Parents and Mail readers reacted angrily to the impending loss of another hospital facility on social media yesterday, branding the decision as “disgusting”.

Mr Wright has written to hospital trust chief executive Alan Foster demanding more information about the decision.

He said: “I am particularly keen to ensure that the disruption to staff and their children are minimised as much as possible, and staff on low wages will find it much more difficult to secure high quality childcare at a time when pay rises in the NHS have been largely non-existent.”

He added: “This announcement must provide uncertainty and alarm to those parents and staff affected by the closures of the nurseries at both Hartlepool and Stockton.

“I am particularly concerned that, given the high cost of childcare, many parents who use the nursery may be forced to give up work as a result of this decision.

“I have also asked how staff can be guaranteed that their employment will be safeguarded, and training opportunities provided to ensure that for those workers who wish to do so can be redeployed into other parts of the NHS trust.”

Since August, lower paid hospital staff at Hartlepool have to pay another three per cent for parking.

The minimum starting salary for a registered nurse is £21,478.

Staff earning anything over £19,268 will have to pay an extra five per cent.

Officials from the Unison union say they oppose the decision to close the nursery and are urging trust chiefs to consider other options.

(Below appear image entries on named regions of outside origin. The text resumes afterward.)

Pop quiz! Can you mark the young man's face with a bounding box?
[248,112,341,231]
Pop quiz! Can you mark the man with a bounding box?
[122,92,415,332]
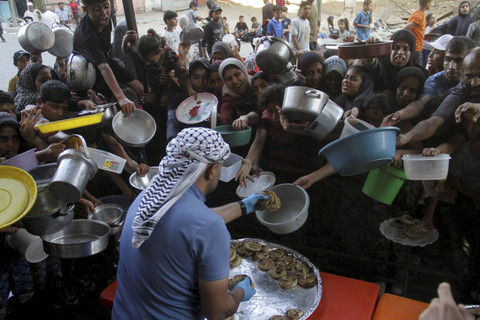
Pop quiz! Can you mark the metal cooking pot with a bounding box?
[17,21,55,53]
[180,23,203,44]
[305,100,343,141]
[42,219,110,259]
[48,25,73,58]
[49,144,98,202]
[67,54,96,91]
[282,86,329,122]
[255,36,295,74]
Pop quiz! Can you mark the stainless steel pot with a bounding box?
[49,144,98,202]
[67,54,96,91]
[42,219,110,259]
[48,25,73,58]
[282,86,328,122]
[255,36,295,74]
[17,21,55,53]
[180,23,203,44]
[305,100,343,141]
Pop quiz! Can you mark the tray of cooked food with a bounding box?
[380,215,438,247]
[229,238,322,320]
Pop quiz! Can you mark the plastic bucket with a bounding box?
[362,166,407,204]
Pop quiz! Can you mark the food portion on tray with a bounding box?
[229,239,322,319]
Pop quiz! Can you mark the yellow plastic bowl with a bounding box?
[0,166,37,228]
[35,112,105,133]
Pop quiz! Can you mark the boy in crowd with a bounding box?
[405,0,432,66]
[267,5,285,39]
[292,1,312,51]
[7,50,30,93]
[233,16,248,41]
[282,7,292,42]
[73,0,143,116]
[353,0,376,41]
[161,10,180,53]
[187,1,202,23]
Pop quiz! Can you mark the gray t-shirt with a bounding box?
[290,17,310,51]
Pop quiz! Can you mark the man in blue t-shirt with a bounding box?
[353,0,373,41]
[267,5,285,39]
[112,127,268,320]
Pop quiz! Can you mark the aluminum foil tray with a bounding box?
[229,238,322,320]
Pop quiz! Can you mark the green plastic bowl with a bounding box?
[213,125,252,148]
[362,166,407,205]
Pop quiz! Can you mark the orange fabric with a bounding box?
[308,272,380,320]
[408,10,425,51]
[98,280,117,308]
[372,293,428,320]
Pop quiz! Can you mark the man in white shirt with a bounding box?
[55,2,72,24]
[23,2,42,22]
[291,1,312,52]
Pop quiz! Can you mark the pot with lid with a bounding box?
[17,21,55,53]
[282,86,329,122]
[67,54,96,91]
[255,36,295,74]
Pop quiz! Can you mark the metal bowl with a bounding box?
[112,109,157,147]
[129,167,158,191]
[42,219,110,259]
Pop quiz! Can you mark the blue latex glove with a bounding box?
[241,193,268,214]
[232,277,257,302]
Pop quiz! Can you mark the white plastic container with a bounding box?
[402,153,450,180]
[88,148,127,173]
[220,153,242,182]
[340,117,375,138]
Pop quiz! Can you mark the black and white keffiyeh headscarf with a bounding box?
[132,128,230,248]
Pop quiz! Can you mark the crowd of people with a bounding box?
[0,0,480,319]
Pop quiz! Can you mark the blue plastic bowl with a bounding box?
[318,127,400,176]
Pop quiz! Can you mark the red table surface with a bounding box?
[308,272,380,320]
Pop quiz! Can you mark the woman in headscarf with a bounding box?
[14,63,52,112]
[432,1,473,36]
[298,51,325,90]
[372,29,428,93]
[219,58,260,130]
[335,64,373,117]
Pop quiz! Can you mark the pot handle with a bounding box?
[304,90,322,99]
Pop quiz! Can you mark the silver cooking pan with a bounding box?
[42,219,110,259]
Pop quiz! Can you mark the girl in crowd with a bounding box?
[235,84,318,186]
[335,64,373,117]
[324,56,347,100]
[219,58,260,130]
[298,51,325,90]
[432,1,473,36]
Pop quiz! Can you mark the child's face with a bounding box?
[0,102,17,119]
[0,126,20,156]
[273,10,282,20]
[167,17,178,27]
[37,99,68,121]
[462,112,480,140]
[83,0,110,27]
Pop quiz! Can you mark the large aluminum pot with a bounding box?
[305,100,343,141]
[112,109,157,147]
[282,86,329,122]
[48,25,73,58]
[17,21,55,52]
[255,36,295,74]
[42,219,110,259]
[180,23,203,44]
[49,148,98,202]
[67,54,96,91]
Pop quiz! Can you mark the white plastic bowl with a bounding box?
[255,183,310,234]
[220,153,242,182]
[402,153,450,180]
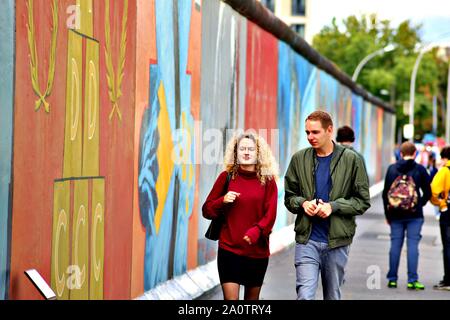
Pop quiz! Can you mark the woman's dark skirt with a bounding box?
[217,248,269,287]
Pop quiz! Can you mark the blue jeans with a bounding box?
[295,240,350,300]
[387,218,423,282]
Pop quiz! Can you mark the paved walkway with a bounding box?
[198,196,450,300]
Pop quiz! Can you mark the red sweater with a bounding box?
[202,169,278,258]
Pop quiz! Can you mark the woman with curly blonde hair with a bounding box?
[202,133,278,300]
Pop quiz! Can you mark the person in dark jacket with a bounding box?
[202,134,278,300]
[383,142,431,290]
[284,111,370,300]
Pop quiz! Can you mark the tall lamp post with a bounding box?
[409,45,432,142]
[352,44,395,82]
[408,42,450,143]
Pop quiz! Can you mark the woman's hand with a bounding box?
[223,191,241,203]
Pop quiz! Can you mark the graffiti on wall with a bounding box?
[0,0,14,300]
[138,1,200,290]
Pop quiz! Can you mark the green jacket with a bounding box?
[284,144,370,248]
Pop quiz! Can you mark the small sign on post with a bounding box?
[25,269,56,300]
[403,124,414,140]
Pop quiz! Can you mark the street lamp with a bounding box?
[352,44,395,82]
[409,42,450,141]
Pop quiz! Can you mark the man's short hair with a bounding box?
[400,141,417,156]
[441,146,450,160]
[305,110,333,129]
[336,126,355,142]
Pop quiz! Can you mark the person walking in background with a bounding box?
[382,142,431,290]
[426,152,441,220]
[431,146,450,291]
[336,126,366,166]
[284,111,370,300]
[202,134,278,300]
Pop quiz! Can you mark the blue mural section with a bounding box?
[138,0,195,290]
[0,0,15,300]
[174,0,196,276]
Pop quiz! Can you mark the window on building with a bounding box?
[292,0,306,16]
[291,24,305,38]
[261,0,275,12]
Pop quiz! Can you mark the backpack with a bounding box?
[387,174,419,212]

Mark Edmunson, Unison area organiser, said: “This will have a devastating impact on employees, the local community and staff.

“At a time when the Government talks about getting single parents into work, the closure of the day nurseries will make it impossible for ordinary working people to balance their work and family commitments.

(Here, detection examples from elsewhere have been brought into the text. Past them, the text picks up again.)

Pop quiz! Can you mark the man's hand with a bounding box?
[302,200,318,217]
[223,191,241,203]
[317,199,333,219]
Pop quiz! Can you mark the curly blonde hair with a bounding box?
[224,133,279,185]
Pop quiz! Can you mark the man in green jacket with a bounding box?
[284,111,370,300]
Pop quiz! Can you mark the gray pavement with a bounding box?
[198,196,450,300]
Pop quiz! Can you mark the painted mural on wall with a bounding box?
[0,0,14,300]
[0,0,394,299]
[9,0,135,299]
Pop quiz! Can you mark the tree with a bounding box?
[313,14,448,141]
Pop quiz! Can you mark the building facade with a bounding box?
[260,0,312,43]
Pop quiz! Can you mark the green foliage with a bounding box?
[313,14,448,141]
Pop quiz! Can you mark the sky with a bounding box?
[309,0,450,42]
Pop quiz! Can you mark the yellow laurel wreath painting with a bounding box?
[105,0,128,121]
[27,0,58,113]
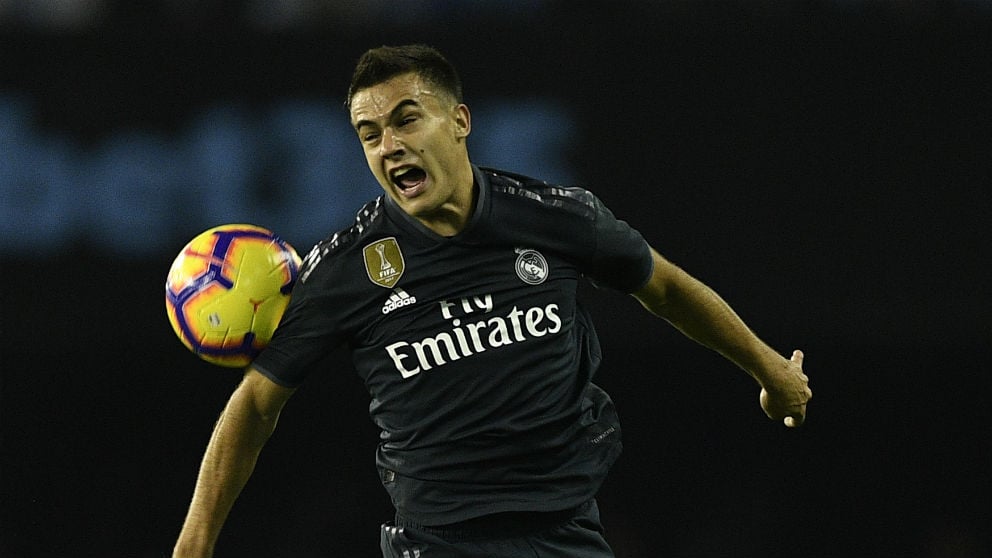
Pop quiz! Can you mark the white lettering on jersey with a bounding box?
[382,287,417,314]
[383,295,562,378]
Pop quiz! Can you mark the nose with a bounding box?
[379,128,403,159]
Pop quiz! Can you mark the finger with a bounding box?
[791,349,806,366]
[782,409,806,428]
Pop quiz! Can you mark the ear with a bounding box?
[454,103,472,139]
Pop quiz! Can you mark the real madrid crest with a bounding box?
[362,236,405,289]
[515,248,548,285]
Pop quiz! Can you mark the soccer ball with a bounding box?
[165,224,300,367]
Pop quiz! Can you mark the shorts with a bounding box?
[379,500,614,558]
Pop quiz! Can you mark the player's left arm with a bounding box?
[633,249,813,427]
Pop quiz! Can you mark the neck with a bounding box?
[416,166,479,236]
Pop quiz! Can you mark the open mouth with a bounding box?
[391,167,427,192]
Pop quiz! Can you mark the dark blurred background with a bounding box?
[0,0,992,558]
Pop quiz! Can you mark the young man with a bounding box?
[174,45,812,558]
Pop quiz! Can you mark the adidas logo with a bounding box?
[382,288,417,314]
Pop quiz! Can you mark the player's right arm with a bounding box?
[172,367,295,558]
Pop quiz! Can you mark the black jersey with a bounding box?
[254,167,652,525]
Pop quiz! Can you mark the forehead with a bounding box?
[351,73,438,124]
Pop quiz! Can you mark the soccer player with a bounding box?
[174,45,812,558]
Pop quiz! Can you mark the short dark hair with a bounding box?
[344,44,462,110]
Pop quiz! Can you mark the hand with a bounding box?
[759,349,813,428]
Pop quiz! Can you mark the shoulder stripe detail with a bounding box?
[300,196,384,283]
[483,168,597,219]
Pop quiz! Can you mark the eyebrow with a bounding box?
[355,99,420,130]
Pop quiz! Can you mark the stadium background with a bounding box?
[0,0,992,558]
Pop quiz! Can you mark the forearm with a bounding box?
[639,265,787,385]
[173,390,277,558]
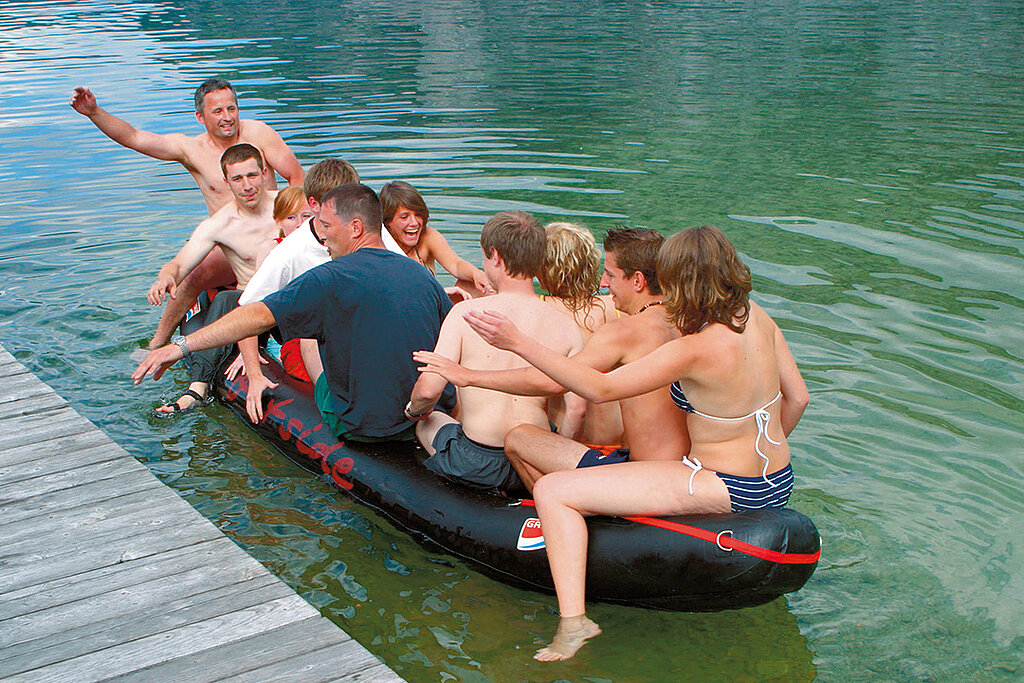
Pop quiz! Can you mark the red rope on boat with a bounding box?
[519,499,821,564]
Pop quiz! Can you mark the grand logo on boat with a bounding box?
[515,517,544,550]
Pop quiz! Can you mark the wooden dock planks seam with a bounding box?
[0,346,401,683]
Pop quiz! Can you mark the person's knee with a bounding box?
[503,425,542,458]
[534,471,569,505]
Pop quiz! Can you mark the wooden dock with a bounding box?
[0,346,402,682]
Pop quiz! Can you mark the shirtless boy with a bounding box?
[70,79,303,348]
[406,211,583,490]
[414,228,689,489]
[146,142,278,413]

“The trust must rethink this decision and consider other business models to continue providing this vital service to working people.

“We are busy consulting with our members and staff at the moment.”

Unison northern regional convenor, Clare Williams, added: “These nurseries provide an invaluable public service to both Trust staff and the local community in Hartlepool and North Stockton.

“This proposed closure will mean job losses for Unison members, disruption for children and their parents and added travel time and expense as they search for new daycare arrangements.

“In a time when Unison health workers have already suffered pay freezes and a derisory pay offer in 2014, these job losses will have a devastating impact on NHS workers and their families.”

A trust spokeswoman confirmed: “North Tees and Hartlepool NHS Foundation Trust is to close both of its nurseries by the end of 2014.

“The decision has been made after a comprehensive review of the service which has become uneconomic to run.

“Fifty four full and part time staff are affected.

“A staff consultation has begun and the trust is in the process of contacting parents to inform them of the closure and enable them to make alternative childcare arrangements.”

Trust chief executive Alan Foster said: “It’s vital to stress that this decision is not in any way a reflection of the quality of our nursery staff who provide an excellent service.

“However in these difficult times we cannot continue to offer a service which spends more than it brings in and therefore has to be subsidised with support from frontline healthcare budgets.”

Hospital campaigner Keith Fisher said: “I am appalled that this is yet more closures.

“This is more steps in the wrong direction – what they have done is wrong.

“All the movements at the hospital have been in the wrong direction and none of them have worked to the benefit of this town.”